Crawl or Die is an intensive ride and it’s one of the most ambitious and passionate micro budget movies I’ve seen in recent years. I’ve always said that it’s better you do it like you want it even if the budget won’t last, instead of trying to cut down your own ideas and make the result lame and bland. Somehow I think director Oklahoma Ward and producer/star Nicole Alonso had the same idea. It IS a cheap movie. It’s very cheap actually, and doubt it didn’t cost many dollars to make - especially considering the ambitious concept. The tunnels and sets are made of what looks like big cardboard pipes - those used in paper factories and the rest is plywood or some other cheap wooden material - sometimes not even painted. You can see how it’s put together, you can see how the walls sometimes are wobbling from the pressure of the actors crawling in and around them.
So be it, that’s the thing with micro budget. Sometimes not everything looks perfect. Just remember carrot man in Howard Hawks The Thing From Another World... didn't look that impressive, eh? Still a timeless classic according to everyone and their mothers!
But what Crawl or Die offers instead is a damn tight script, excellent directing and creative photography. There’s not a boring second here and they’ve managed to create a very claustrophobic movie with so many tight locations I found myself sweating because I, also an actor sometimes, would probably never handle acting in that environment, even if I knew there’s just a centimeter or two to freedom. I mean, the movie looks fantastic considering the lack of money! It’s dark, it’s brooding, there’s darkness in front and behind the actors, black holes where something could be hiding and jump out at you.
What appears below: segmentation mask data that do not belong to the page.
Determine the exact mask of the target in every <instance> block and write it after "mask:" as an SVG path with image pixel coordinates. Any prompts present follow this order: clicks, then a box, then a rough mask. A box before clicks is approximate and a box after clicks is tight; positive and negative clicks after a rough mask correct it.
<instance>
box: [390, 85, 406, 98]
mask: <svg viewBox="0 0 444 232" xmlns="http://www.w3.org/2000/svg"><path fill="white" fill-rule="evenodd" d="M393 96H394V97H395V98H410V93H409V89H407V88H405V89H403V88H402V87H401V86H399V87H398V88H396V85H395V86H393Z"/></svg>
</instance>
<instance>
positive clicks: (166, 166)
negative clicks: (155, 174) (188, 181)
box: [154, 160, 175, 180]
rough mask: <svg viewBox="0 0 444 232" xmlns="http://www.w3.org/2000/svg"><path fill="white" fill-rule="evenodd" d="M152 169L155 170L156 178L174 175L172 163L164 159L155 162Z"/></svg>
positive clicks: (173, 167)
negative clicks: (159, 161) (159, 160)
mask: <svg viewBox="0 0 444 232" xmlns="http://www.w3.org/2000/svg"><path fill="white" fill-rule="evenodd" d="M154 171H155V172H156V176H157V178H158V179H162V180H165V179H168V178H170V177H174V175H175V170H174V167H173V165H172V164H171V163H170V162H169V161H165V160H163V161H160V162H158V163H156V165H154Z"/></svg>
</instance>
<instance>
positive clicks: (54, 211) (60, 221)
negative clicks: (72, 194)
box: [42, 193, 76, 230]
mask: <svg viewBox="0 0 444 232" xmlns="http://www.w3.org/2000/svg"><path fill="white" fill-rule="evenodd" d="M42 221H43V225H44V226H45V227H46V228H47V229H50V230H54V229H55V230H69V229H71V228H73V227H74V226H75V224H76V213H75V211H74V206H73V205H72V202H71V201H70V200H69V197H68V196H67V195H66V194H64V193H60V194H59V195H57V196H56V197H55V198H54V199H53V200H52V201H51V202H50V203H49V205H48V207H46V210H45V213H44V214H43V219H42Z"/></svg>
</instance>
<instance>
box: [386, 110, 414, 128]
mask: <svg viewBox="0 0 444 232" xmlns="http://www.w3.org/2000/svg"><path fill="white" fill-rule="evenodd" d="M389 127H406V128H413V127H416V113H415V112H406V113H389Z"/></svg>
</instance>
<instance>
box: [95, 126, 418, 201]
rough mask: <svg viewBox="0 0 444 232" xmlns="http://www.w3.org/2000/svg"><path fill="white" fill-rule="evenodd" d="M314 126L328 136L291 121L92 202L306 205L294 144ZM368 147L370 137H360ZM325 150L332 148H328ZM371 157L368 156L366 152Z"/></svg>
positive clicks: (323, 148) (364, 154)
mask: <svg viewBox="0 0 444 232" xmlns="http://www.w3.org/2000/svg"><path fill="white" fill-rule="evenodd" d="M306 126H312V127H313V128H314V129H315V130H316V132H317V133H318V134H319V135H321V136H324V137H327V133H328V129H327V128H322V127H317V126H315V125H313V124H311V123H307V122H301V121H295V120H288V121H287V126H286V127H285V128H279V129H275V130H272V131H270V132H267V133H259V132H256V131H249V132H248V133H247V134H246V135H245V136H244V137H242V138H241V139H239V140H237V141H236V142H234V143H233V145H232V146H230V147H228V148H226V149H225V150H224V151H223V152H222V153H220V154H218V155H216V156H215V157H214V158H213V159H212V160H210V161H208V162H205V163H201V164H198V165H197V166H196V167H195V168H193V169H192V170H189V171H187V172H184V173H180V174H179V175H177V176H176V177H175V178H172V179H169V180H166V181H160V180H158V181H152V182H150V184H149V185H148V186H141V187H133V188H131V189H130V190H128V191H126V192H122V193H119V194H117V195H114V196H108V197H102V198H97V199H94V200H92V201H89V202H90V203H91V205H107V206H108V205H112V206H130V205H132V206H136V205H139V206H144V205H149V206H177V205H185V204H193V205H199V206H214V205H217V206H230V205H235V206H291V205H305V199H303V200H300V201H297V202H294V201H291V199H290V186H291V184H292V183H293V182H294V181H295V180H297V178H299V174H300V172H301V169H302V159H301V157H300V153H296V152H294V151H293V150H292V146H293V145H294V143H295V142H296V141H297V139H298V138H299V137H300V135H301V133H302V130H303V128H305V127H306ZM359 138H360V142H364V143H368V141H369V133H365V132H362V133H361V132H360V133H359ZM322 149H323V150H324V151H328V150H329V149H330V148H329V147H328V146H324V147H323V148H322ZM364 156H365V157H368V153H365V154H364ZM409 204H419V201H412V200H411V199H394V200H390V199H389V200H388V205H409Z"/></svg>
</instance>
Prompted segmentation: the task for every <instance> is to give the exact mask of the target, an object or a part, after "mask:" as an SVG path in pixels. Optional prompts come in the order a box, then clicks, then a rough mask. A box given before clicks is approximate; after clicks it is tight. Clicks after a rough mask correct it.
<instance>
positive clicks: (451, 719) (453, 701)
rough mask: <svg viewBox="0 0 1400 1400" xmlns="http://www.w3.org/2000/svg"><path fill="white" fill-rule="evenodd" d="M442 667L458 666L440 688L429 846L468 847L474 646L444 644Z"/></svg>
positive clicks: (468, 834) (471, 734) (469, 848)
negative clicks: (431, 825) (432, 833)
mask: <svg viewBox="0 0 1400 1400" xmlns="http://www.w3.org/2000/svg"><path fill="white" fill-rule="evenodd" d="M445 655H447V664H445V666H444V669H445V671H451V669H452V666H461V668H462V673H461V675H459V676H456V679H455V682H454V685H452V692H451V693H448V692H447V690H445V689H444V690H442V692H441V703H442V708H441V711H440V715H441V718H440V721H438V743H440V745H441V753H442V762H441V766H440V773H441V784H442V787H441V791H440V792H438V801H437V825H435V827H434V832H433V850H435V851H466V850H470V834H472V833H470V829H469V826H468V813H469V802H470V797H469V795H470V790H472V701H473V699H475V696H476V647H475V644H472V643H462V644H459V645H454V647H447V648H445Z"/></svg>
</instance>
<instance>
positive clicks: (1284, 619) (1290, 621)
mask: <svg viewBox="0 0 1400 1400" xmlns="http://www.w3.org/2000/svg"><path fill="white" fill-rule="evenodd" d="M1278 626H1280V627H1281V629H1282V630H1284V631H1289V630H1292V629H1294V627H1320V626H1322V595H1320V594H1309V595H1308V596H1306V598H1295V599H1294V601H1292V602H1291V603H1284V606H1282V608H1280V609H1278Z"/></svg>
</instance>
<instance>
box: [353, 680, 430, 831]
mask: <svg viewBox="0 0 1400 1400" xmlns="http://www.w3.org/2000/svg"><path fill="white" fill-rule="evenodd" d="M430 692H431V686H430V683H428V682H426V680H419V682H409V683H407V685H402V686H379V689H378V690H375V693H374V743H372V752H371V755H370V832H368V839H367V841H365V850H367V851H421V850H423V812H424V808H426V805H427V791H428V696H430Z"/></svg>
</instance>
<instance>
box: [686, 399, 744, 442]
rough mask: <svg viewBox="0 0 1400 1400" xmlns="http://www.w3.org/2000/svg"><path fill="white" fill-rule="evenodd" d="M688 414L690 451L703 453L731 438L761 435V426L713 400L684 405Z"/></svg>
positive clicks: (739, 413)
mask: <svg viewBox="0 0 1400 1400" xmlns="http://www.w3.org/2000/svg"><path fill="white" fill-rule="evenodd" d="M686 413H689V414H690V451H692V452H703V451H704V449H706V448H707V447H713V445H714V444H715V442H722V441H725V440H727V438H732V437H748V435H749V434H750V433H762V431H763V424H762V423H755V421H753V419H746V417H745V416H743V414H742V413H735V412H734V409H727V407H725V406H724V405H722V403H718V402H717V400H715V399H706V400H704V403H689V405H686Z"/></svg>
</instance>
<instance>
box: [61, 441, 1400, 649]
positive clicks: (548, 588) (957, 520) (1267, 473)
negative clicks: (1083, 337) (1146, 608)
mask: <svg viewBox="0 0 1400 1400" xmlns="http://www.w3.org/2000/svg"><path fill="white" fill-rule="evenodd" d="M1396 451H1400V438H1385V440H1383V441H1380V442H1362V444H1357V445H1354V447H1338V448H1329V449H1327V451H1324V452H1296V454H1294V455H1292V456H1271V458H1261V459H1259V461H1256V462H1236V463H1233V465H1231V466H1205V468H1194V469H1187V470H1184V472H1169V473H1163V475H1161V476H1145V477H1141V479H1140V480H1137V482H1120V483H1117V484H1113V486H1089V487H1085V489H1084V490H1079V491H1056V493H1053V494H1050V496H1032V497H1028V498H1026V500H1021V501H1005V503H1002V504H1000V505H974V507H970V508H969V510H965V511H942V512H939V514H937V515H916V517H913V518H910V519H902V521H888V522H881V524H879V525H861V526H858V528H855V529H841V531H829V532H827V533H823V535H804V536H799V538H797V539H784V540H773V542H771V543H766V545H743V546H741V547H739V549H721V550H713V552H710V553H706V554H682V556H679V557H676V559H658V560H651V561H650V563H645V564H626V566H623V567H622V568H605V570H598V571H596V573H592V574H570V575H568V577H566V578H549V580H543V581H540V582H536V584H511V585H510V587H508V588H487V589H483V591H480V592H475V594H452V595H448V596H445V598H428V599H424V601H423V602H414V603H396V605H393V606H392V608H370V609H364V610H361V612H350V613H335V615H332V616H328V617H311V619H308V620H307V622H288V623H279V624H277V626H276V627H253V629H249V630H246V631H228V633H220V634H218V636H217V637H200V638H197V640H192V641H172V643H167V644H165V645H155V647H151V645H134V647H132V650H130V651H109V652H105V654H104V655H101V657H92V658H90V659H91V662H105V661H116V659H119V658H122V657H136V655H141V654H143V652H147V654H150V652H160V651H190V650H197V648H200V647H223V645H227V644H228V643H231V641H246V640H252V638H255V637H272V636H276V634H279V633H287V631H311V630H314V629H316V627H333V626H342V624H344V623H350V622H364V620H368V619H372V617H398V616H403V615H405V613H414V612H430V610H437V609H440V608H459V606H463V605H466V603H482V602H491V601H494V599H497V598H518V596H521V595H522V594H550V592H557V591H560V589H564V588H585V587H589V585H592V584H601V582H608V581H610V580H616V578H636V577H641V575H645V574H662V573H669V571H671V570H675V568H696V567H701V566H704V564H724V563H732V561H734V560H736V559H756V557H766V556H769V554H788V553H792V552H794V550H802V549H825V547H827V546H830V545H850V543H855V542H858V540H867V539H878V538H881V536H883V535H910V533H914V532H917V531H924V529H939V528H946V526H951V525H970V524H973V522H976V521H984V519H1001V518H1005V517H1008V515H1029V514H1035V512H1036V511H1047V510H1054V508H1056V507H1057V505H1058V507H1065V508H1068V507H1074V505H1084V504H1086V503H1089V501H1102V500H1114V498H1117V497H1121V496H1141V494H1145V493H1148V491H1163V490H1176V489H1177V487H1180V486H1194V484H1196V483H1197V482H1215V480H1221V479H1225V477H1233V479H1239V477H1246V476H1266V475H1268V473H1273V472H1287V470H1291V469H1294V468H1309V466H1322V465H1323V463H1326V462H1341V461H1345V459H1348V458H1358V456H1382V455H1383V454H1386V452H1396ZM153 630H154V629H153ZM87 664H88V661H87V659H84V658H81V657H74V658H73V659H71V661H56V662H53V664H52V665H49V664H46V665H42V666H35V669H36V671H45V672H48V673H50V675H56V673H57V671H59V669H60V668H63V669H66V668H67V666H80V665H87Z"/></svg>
I also found myself genuinely surprised by the story sometimes, which not always followed the rules. Nicole Alonso is a very gifted actress and she carries the whole movie on her back without any problems. She’s up there together with Alien’s Sigourney Weaver and the cast of Neil Marshall’s The Descent. And yes, Crawl or Die uses some ideas from both of those movies, making it partly a good old Alien-rip off mixed with the nastiness of The Descent with a dash of Pandorum and Riddick. Only good movies, so I don’t mind.
Crawl or Die is gritty, violent, intensive and cheap - it’s ambitious and talented and I like it so much. A surprise, to say the least, and I hope the sequel(s) happens sooner than later, because the world needs some more badass monster-kicking! And I hope Ward and Alonso won’t skip the claustrophobia next time either, it what makes this future franchise so awesome.
In Sweden it’s out on a nice looking blu-ray from Take One. Not expensive and easy to find! Go get it!